Wittenberg, Stadtansicht / Holzschn. - Wittenberg / Coloured woodcut / c. 1558 -

Quando São Paulo afirmou que já não havia diferença entre judeu e grego, escravo e livre, homem e mulher, pois eram todos “um” em Jesus Cristo (Gal, 3, 28), estava iniciando a mais profunda reforma da família de que se tem notícia na História. O cristianismo dava à pessoa humana e à família um novo rosto e um novo sentido, baseados no relacionamento fraterno, de mútuo respeito.

Essa restauração que se deu muito devagar, sem passe de mágica, produto de um esforço lento e permanente que ainda continua e só terminará no fim do mundo, pois o cristianismo não trabalha com metodologia revolucionária. A história da literatura ocidental, de Dante Alighieri a Shakespeare, de Cervantes a Dostoievski, revela o quanto foi e continua difícil a convivência familiar nos dois mil anos de civilização cristã, apesar de todo o ensinamento moral da Igreja.

A Igreja, porém, não se contentava em reconhecer que a humanidade dependia visceralmente da família; que a união física do homem e da mulher, resultando quase sempre em filhos, era a razão de ser da espécie humana. A essa realidade biológica e natural, acrescentava elementos sobrenaturais, que faziam da família cristã não só um grupo constituído de pessoas com parentesco próximo, compartilhando o mesmo sobrenome, vivendo sob o mesmo teto, com ancestrais em comum; não só um conjunto de pessoas ligadas entre si pelo efêmero sangue humano, mas sobretudo pelo sangue que Jesus verteu na Cruz, regida pelos dez mandamentos e as virtudes evangélicas.

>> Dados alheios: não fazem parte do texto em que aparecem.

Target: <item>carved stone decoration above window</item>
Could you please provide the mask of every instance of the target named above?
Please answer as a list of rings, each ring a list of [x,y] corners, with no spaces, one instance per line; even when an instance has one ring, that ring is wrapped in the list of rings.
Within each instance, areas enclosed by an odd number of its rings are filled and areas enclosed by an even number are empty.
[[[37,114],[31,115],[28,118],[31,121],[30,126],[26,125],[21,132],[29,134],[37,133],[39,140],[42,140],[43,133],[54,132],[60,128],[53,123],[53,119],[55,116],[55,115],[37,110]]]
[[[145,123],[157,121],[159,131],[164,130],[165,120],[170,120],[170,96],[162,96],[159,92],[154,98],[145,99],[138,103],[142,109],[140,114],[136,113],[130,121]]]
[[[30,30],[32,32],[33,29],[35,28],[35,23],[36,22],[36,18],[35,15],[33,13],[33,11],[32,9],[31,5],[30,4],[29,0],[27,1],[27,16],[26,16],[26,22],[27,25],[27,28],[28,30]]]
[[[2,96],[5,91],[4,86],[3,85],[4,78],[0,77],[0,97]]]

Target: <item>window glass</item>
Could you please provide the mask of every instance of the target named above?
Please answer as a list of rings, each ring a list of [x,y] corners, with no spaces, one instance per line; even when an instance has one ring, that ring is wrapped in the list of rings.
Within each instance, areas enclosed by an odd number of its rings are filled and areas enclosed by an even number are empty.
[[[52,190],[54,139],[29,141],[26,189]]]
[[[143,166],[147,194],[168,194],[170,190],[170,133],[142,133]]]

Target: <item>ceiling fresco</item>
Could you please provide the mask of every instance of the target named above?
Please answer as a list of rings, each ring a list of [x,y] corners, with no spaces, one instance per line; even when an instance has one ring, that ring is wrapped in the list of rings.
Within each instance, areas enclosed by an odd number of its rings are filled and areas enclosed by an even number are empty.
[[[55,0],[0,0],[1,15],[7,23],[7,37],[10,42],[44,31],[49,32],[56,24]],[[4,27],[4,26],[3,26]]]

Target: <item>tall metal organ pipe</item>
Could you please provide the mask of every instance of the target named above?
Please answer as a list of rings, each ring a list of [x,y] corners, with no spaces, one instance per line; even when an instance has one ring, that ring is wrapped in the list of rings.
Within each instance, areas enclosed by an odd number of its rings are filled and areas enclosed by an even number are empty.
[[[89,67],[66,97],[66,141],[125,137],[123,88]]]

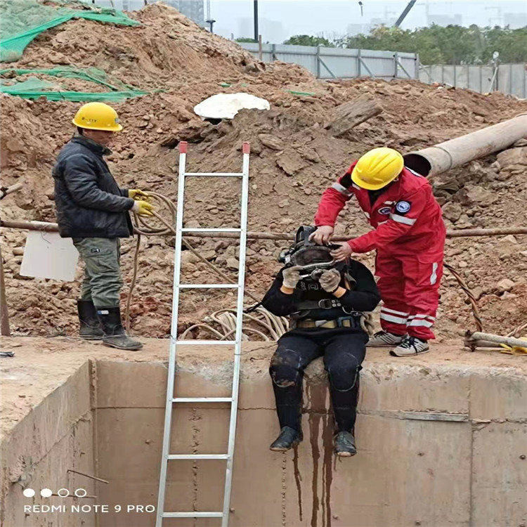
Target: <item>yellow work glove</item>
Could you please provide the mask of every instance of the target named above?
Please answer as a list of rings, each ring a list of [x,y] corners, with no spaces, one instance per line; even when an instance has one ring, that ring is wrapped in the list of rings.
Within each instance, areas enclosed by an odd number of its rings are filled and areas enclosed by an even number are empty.
[[[154,210],[154,206],[148,201],[140,200],[134,202],[134,207],[131,209],[138,216],[153,216],[152,211]]]
[[[500,344],[502,349],[500,351],[502,353],[509,353],[509,355],[527,355],[527,346],[508,346],[507,344]]]
[[[129,188],[128,197],[132,200],[148,200],[150,196],[148,194],[139,188]]]

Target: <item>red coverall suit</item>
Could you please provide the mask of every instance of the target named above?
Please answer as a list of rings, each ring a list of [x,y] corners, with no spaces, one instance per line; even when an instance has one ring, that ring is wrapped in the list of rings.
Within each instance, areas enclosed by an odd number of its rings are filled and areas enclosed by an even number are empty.
[[[382,329],[434,339],[431,328],[439,301],[446,234],[441,208],[427,179],[407,168],[372,204],[368,190],[351,181],[356,164],[324,191],[315,224],[334,226],[339,213],[355,195],[375,230],[348,243],[356,253],[377,249],[375,275],[384,303]]]

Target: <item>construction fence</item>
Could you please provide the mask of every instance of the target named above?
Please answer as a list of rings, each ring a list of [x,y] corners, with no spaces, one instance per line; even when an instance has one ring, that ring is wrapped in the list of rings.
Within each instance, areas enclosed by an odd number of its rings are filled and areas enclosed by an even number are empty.
[[[422,82],[450,84],[486,93],[501,91],[527,98],[527,65],[463,64],[425,66],[419,53],[372,49],[325,48],[243,42],[240,45],[264,62],[282,60],[304,66],[318,79],[372,77],[417,79]]]
[[[527,64],[421,65],[419,79],[422,82],[450,84],[480,93],[501,91],[527,98]]]
[[[417,79],[419,55],[397,51],[325,48],[322,46],[240,43],[264,62],[282,60],[304,66],[318,79]]]

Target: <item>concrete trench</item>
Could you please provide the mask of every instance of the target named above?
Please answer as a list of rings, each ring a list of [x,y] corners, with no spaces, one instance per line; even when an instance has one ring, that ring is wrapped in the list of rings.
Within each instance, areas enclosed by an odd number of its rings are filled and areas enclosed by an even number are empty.
[[[229,395],[228,365],[186,359],[177,372],[178,395]],[[527,526],[524,375],[512,368],[367,363],[359,453],[337,460],[320,360],[306,372],[304,442],[285,455],[268,450],[278,423],[267,366],[268,360],[244,357],[233,527]],[[136,507],[157,504],[166,375],[166,364],[159,361],[90,360],[46,397],[3,446],[2,524],[153,526],[155,514]],[[223,403],[176,405],[171,452],[225,452],[228,418]],[[169,462],[165,509],[221,510],[224,463]],[[28,500],[22,488],[30,483],[34,488],[82,488],[96,497]],[[65,510],[25,514],[24,505],[44,502]],[[72,512],[72,505],[84,505],[85,512]],[[108,505],[109,512],[95,512],[94,505]],[[136,508],[128,512],[127,505]],[[219,524],[210,519],[164,522]]]

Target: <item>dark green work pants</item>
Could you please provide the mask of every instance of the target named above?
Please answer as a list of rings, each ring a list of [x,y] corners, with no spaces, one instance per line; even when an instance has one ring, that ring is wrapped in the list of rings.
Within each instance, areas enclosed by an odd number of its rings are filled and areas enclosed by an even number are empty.
[[[119,306],[123,285],[119,239],[74,238],[73,244],[85,265],[82,299],[91,300],[98,308]]]

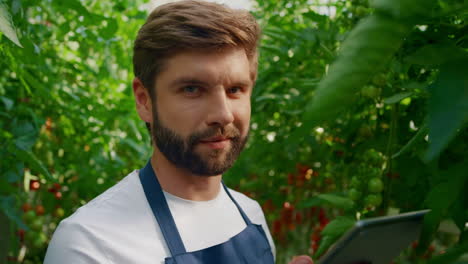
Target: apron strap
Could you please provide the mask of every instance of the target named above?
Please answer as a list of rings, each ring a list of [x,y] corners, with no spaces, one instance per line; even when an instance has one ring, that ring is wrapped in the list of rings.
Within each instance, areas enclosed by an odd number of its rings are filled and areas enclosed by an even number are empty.
[[[177,230],[171,210],[169,210],[169,206],[167,205],[161,185],[156,178],[153,166],[151,166],[151,160],[140,170],[139,174],[146,198],[159,223],[159,227],[161,228],[161,232],[166,240],[171,255],[176,256],[186,253],[184,243]]]
[[[237,203],[237,201],[234,199],[234,197],[232,197],[231,193],[229,192],[228,188],[226,187],[226,185],[224,184],[224,181],[221,180],[222,184],[223,184],[223,187],[224,187],[224,190],[226,191],[226,193],[229,195],[229,198],[231,198],[231,200],[234,202],[234,204],[237,206],[237,209],[239,210],[239,212],[241,213],[242,215],[242,218],[244,218],[244,221],[245,221],[245,224],[248,226],[248,225],[251,225],[252,222],[250,222],[250,219],[249,217],[247,217],[247,215],[244,213],[244,210],[242,210],[242,208],[239,206],[239,204]]]

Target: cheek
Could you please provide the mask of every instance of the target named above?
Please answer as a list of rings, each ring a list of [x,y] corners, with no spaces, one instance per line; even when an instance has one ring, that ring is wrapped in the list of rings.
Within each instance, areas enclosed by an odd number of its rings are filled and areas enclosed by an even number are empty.
[[[250,101],[239,105],[239,108],[237,111],[237,119],[239,120],[238,128],[241,130],[241,133],[244,136],[247,134],[247,131],[249,130],[250,115],[251,115]]]
[[[157,103],[157,109],[161,122],[179,135],[183,137],[190,135],[202,123],[201,104],[187,103],[170,96],[160,101],[161,103],[159,101]]]

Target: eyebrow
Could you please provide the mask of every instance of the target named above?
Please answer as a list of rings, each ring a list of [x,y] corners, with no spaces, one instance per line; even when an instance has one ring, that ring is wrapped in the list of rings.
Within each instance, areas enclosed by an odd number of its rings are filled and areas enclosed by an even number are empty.
[[[169,87],[178,87],[178,86],[181,86],[181,85],[186,85],[186,84],[197,84],[197,85],[202,85],[202,86],[206,86],[208,85],[207,82],[204,82],[202,80],[199,80],[197,78],[194,78],[194,77],[181,77],[181,78],[178,78],[178,79],[175,79],[174,81],[172,81],[170,84],[169,84]]]
[[[200,85],[200,86],[210,86],[210,84],[208,82],[202,81],[202,80],[197,79],[195,77],[181,77],[181,78],[178,78],[178,79],[172,81],[169,84],[169,87],[179,87],[179,86],[183,86],[183,85],[187,85],[187,84]],[[252,82],[251,81],[240,80],[240,81],[233,82],[232,86],[248,87],[248,86],[252,86]]]

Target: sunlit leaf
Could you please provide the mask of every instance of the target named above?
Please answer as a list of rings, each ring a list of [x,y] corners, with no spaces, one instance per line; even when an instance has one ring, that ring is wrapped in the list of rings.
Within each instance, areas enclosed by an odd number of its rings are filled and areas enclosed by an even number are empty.
[[[7,38],[19,47],[23,47],[18,39],[18,35],[16,35],[16,29],[8,12],[8,7],[3,2],[0,2],[0,32],[5,34]]]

Contudo, havia mais. Família, na verdade, era o destino eterno do homem e do próprio Deus. A divindade era inequivocamente uma família — Pai, Filho, Espírito Santo — e a ela quis incorporar a humanidade criada. E quando Deus se fez homem, preparou para tal fim uma pequena família em Nazaré, que lançou o padrão familiar desejável para esses nossos “últimos tempos” (que já passam de dois mil anos).

Do ponto de vista cristão, os homens já podiam começar a integrar essa família celeste ainda aqui, neste mundo, vivendo sob a mesma paternidade divina, através da Igreja, família sobrenatural — a Civitas Dei de Santo Agostinho — que já significava a primeira superação da família biológica, com seus membros já definitivos povoando o Purgatório e o Céu; e provisórios, os cristãos ainda vivos.

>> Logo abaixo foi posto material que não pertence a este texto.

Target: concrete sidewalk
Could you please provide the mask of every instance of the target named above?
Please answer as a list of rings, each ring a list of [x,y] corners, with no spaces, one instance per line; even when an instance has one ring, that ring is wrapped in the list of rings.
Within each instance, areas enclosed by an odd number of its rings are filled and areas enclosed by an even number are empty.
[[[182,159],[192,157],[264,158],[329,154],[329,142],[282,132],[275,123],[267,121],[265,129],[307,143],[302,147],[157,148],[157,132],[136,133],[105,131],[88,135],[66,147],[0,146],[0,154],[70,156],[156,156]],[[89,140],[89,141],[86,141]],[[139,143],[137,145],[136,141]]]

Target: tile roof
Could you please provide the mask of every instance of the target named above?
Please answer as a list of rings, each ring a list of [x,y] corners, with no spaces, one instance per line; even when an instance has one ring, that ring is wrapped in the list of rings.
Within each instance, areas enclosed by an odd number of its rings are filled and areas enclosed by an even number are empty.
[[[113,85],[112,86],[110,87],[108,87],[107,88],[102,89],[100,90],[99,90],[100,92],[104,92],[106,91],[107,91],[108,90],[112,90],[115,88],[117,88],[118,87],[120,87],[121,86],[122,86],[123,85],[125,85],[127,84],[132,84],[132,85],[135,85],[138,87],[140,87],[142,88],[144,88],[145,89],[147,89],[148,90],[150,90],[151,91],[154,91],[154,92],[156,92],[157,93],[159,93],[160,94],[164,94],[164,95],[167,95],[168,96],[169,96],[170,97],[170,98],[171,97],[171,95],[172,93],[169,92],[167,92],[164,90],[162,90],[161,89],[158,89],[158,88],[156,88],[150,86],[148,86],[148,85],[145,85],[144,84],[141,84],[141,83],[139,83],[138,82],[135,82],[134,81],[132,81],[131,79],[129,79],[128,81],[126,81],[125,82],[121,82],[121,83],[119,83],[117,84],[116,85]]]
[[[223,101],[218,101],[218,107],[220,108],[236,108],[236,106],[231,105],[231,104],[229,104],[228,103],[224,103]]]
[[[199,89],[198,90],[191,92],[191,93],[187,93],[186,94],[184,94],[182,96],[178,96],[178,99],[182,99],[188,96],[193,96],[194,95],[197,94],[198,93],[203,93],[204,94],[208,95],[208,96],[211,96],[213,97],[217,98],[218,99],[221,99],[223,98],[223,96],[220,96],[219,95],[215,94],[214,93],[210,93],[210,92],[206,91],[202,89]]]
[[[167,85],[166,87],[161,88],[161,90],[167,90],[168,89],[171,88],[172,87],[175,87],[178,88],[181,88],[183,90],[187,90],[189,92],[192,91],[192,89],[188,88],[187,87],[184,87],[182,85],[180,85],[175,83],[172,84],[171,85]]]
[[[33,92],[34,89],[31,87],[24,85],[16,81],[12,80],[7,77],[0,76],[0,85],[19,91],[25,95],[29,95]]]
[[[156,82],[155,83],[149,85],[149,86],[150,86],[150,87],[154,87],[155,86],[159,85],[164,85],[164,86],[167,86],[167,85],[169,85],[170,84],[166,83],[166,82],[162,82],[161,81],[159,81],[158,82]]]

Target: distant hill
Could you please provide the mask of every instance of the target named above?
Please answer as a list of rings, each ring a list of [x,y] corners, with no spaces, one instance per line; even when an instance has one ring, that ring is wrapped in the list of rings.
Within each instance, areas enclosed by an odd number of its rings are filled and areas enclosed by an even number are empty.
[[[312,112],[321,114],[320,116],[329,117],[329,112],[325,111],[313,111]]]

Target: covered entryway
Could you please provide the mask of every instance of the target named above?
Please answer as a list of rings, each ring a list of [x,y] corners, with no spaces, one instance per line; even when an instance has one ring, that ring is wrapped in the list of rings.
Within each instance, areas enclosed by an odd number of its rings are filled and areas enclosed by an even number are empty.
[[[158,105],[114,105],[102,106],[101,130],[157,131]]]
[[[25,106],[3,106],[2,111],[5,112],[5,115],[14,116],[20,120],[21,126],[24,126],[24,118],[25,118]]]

Nas famílias deste mundo, a Igreja entendia que todos os seus membros eram iguais perante Deus. Sua base era o sacramento do matrimônio, no qual homem e mulher se uniam tanto para o prazer do encontro íntimo, como para o sacrifício da geração de filhos, sempre fundado na fidelidade recíproca. Era, por vontade divina, humanamente indissolúvel, e tinha, como finalidade mais importante, a santificação dos seus membros aqui e agora, visando a Vida num mundo que não era deste mundo: depois e além.

Dessa renovação cristã da família — o surgimento do “homem novo”, de que falava São Paulo —, surgiria uma civilização diferente de todas as anteriores: a ocidental, fundada na família cristã, encarregada de manter vivas as verdades religiosas e morais permanentes, transmitidas de geração a geração, como prenúncio da inumerável família ressuscitada da qual faria parte um dia a humanidade — em nova terra, sob novos céus. Uma família à qual pertenceriam todos os homens salvos, a verdadeira família de Abraão, mais numerosa que as areias do mar e as estrelas do céu.

Insistir no Céu como lar eterno de uma família numerosíssima — em que todos seriam fraternalmente íntimos de todos, pois teriam toda a eternidade para isto — era o melhor caminho que a Igreja encontrou para pastorear a família terrena nos pastos turvos do mundo, durante as chuvas e trovoadas da História.